Saya sama sekali tidak tahu peranan Irvanto. Saya tahunya setelah di sidang ini, makanya di BAP saya tidak ada keterangan Irvanto."
Jakarta (ANTARA News) - Pengusaha Andi Agustinus alias Andi Narogong mengaku tidak mengetahui peran dari Irvanto Hendra Pambudi yang juga keponakan Setya Novanto terkait kasus korupsi proyek kartu tanda penduduk elektronik.
"Saya sama sekali tidak tahu peranan Irvanto. Saya tahunya setelah di sidang ini, makanya di BAP saya tidak ada keterangan Irvanto," kata Andi di Pengadilan Tindak Pidana Korupsi (Tipikor) Jakarta, Kamis.
Andi menjadi saksi dalam sidang perkara korupsi KTP-el dengan terdakwa mantan Direktur Utama PT Quadra Solution Anang Sugiana Sudihardjo.
Selanjutnya, Hakim Anggota Anwar mengkonfirmasi kembali kepada Andi apakah dirinya yang memerintahkan Irvanto sebagai kurir untuk mengantar uang terkait proyek KTP-el ke DPR RI.

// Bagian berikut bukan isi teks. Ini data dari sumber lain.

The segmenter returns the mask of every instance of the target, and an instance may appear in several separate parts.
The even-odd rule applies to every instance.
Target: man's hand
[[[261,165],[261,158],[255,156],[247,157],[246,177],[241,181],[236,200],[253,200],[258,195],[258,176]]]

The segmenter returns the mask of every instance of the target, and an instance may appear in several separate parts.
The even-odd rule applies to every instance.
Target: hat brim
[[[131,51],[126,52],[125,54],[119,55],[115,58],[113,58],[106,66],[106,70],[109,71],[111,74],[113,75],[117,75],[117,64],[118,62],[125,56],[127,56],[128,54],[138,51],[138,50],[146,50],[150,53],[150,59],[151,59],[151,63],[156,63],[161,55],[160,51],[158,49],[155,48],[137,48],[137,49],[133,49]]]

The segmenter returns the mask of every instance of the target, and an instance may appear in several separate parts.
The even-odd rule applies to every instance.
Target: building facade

"Tidak pernah yang mulia. Saya tidak pernah ada pertemuan dengan Pak Irvanto. Pertemuan dengan Pak Irvanto dan Pak Setya Novanto hanya setelah dia kalah, Murakabi ini kalah, Murakabi meminta pekerjaan, dan minta tolong," ungkap Andi.
Saat itu, PT Murakabi Sejahtera yang merupakan salah satu perusahaan peserta tender proyek KTP-el kalah dalam proses lelang proyek pengadaan KTP-el.
Untuk diiketahui, Irvanto juga merupakan mantan Direktur PT Murakabi Sejahtera.
"Tidak pernah saudara minta dia untuk mengasihkan duit ke Senayan, ke DPR," tanya Hakim Anwar kembali.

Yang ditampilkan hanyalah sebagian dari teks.